На проходной его сразу направили к директору. Почему у нас культура не только финансируется, но и управляется по остаточному принципу? Любой мало-мальски быстро и ловко мыслящий номерной комсомолец по преодолению возрастного барьера из райкома, горкома и обкома ВЛКСМ получал направление на должность в исполком. Или на «место». Ему доверяли убирать урожай, строить гостиницы, руководить ТЭЦ. Если с головкой было несколько слабовато, то тогда сам коммунистический бог велел ему возглавлять НИИ, трест столовых или ОСВОД. А когда тупость была уж совсем и всем очевидна, тогда такому бэушному секретарю ничего не доставалось, кроме телевидения, библиотеки или театра. Понятно, что таким образом где-то, неизвестно где, никому неведомые и явно не любящие дневного освещения идеологи придумали наносить минимальный урон материальной базе и обороноспособности страны. Да, конечно-конечно, это было очень даже логично: когда-то и толстовскими романами оккупанты грелись в Ясной поляне, и тургеневскими спасались блокадники в Ленинграде. Но, нынче-то, вроде бы времена наступили совсем другие. Вроде бы…
Директор, кивнув ему на зажатое между видеодвойкой и сейфом кресло, долго что-то мыкал по телефону, всем лицом изображая страшную озабоченность. На столе поверх разнообразных папок, справочников, записных книжек, калькуляторов, ручек, карандашей и точилок, лежало огромное покрывало сводной репертуарной афиши на октябрь. Сергей косился, пытаясь выловить свою занятость. Он пропустил вчерашнее общее собрание театра, Елена пришла туча тучей, на все вопросы только молча утирала слёзы, и от этого сегодняшний вызов становился всего лишь последующим звеном, или кольцом вьющейся верёвочки. Вернее — теми самыми «очень длинными вожжами». Что ж, он был готов.

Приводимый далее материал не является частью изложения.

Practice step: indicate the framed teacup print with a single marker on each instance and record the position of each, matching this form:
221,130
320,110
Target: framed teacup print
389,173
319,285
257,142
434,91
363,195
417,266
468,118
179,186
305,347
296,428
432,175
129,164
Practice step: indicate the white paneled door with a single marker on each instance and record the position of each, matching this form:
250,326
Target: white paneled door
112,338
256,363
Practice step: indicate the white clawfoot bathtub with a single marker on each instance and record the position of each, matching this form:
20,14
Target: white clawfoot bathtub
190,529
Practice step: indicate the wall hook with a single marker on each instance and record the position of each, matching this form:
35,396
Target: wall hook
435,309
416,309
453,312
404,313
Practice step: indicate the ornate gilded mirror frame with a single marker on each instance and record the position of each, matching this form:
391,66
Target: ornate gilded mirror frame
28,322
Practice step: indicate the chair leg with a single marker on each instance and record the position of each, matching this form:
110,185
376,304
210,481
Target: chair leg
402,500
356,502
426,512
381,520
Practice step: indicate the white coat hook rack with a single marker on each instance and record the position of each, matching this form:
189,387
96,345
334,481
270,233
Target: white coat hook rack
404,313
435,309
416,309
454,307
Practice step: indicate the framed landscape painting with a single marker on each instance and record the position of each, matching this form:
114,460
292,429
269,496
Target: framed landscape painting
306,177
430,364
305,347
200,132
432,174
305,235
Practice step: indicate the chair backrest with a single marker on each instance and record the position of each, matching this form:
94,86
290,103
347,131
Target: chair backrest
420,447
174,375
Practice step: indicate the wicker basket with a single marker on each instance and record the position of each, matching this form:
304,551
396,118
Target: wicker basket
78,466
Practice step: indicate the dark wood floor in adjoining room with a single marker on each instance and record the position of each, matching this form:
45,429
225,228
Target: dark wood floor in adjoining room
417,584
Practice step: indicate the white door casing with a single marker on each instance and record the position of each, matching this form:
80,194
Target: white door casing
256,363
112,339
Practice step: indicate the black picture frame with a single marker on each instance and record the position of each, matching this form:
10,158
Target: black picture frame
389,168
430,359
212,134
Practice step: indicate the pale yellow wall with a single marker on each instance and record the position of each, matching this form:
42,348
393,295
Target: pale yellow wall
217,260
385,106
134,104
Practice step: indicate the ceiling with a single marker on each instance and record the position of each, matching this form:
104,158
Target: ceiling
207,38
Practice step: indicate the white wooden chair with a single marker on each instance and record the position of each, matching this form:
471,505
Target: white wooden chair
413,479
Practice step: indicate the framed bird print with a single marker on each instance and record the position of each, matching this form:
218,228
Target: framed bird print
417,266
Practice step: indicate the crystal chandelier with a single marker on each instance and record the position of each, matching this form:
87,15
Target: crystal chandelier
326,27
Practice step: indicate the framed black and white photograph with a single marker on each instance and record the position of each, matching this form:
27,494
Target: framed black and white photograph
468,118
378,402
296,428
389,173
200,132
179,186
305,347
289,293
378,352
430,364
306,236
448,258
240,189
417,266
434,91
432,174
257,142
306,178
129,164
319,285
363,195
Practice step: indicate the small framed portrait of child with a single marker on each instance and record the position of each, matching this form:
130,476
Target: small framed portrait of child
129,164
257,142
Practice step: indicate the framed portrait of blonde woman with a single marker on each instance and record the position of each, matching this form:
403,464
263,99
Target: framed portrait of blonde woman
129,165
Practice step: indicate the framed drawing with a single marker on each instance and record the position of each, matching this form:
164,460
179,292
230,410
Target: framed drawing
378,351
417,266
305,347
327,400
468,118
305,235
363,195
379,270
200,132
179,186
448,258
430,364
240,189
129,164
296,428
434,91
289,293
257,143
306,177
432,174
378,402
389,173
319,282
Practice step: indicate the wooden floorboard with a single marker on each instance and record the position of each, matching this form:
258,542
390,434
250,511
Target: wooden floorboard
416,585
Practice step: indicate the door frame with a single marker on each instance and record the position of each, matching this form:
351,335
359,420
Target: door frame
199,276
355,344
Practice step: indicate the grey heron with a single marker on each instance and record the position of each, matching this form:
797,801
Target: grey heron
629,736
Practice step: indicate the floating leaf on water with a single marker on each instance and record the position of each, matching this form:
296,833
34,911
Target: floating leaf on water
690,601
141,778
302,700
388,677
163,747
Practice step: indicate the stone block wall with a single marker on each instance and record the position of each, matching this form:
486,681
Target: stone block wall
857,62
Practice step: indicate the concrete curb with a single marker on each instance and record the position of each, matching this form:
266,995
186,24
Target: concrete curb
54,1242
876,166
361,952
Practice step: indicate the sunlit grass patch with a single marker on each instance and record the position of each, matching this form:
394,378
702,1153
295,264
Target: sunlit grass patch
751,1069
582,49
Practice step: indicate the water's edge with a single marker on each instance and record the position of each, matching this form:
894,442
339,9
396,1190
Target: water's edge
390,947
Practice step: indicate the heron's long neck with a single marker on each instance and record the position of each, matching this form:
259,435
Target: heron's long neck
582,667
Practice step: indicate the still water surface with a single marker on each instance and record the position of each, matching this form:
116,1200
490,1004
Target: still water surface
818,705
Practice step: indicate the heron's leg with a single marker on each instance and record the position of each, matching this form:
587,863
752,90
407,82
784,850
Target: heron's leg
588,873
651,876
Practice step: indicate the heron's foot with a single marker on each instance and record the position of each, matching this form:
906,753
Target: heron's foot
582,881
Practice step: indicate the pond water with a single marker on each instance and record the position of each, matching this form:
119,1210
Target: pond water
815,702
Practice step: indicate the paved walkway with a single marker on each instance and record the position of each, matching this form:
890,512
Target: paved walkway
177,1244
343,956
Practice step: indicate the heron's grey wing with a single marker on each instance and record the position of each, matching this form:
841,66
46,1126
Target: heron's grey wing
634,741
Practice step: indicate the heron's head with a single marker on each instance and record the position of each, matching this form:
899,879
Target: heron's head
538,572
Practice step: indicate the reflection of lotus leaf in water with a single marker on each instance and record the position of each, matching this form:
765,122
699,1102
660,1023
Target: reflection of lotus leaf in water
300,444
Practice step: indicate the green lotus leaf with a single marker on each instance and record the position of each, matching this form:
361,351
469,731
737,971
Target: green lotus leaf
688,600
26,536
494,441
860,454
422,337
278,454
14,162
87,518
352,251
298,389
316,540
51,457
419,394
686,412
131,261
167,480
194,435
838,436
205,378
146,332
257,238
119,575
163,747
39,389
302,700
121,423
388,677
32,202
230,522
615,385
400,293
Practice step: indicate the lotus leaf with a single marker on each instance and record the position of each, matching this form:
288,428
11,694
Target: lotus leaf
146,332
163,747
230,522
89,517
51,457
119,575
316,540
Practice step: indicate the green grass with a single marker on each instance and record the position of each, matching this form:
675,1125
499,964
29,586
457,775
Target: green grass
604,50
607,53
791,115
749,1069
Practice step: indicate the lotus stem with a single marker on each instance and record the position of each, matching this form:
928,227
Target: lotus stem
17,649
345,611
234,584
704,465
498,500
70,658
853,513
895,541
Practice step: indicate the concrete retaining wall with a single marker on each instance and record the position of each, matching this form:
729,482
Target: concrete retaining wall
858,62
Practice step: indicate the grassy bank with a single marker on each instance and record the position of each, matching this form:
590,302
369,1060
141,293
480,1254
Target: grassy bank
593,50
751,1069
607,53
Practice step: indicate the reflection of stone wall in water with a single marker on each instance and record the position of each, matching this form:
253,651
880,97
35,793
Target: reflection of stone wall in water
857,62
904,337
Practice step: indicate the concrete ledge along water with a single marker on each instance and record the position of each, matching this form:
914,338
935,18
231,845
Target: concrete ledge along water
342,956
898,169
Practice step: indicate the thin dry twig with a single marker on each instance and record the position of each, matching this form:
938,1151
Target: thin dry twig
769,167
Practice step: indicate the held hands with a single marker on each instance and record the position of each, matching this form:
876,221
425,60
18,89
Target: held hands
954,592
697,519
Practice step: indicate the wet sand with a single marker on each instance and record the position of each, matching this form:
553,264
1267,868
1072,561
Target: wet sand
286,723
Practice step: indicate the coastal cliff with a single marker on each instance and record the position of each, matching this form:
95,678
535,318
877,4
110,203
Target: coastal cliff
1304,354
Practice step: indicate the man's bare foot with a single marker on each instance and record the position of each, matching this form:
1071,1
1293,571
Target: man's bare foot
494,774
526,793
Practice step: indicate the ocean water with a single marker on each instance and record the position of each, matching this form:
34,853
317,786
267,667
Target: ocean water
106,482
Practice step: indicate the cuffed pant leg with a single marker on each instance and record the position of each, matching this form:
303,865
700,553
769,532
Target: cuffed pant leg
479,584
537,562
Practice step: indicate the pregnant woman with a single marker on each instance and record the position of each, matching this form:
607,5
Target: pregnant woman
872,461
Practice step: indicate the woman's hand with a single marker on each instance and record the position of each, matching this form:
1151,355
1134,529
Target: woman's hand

— Вы вчера не смогли прийти на собрание? Да-да, больничный, но один день ничего бы не решил. Не о собрании речь, вы с репертуарным листом можете и сейчас в помрежевской познакомиться, — у вас, как всегда, полная занятость. Но, понимаете ли, Сергей Николаевич, перед этим у нас заседал расширенный худсовет театра, с присутствием представителей министерства. Мне трудно это доложить, — вы знаете моё к вам лично хорошее отношение, — но большинством голосов было принято для вас очень неприятное решение. Понимаете, вы, Сергей Николаевич, не виноваты в своей болезни. Но сорван график, что негативно скажется на качестве будущего спектакля, и… уже перед этим, ещё когда только начинались первые репетиции, случилось то… что случилось. Вы не сумели справиться с порученной вам задачей постановки нового названия, не сумели заинтересовать своей идеей и повести за собой коллектив артистов. Уже тогда и ко мне, и в профсоюз, и в министерство шли письма с жалобами. Мы старались, как могли, защищать вас, верили, что положение может исправиться, творческий контакт между труппой и вами, дебютирующим в новой для себя роли, наладится. К сожалению, этого не произошло. И на рассмотрение худсовета министерством было предложено срочно, чтобы не менять названия заявленных премьер сезона, пригласить для «Гамлета» другого режиссёра. Это предложение было одобрено. Я, Сергей Николаевич, был вынужден согласиться с коллегиальным решением, но, в свою очередь, предложил оставить вас в работе ассистентом постановщика. Это даст вам возможность, во-первых, реализовать некоторые свои замыслы, во-вторых, подучиться у профессионала. Это будет полезно на будущее. Ведь, как говорится, «жизнь кончается не завтра».
— Спасибо. Тронут. Только один вопрос: кто этот постановщик?
— О, большая удача! Он вообще-то москвич, но сейчас живёт и работает в Ганновере. Питер Стайн.
— Поздравляю, действительно удача. И вот, возьмите: это моё заявление. Совершенно «по собственному желанию».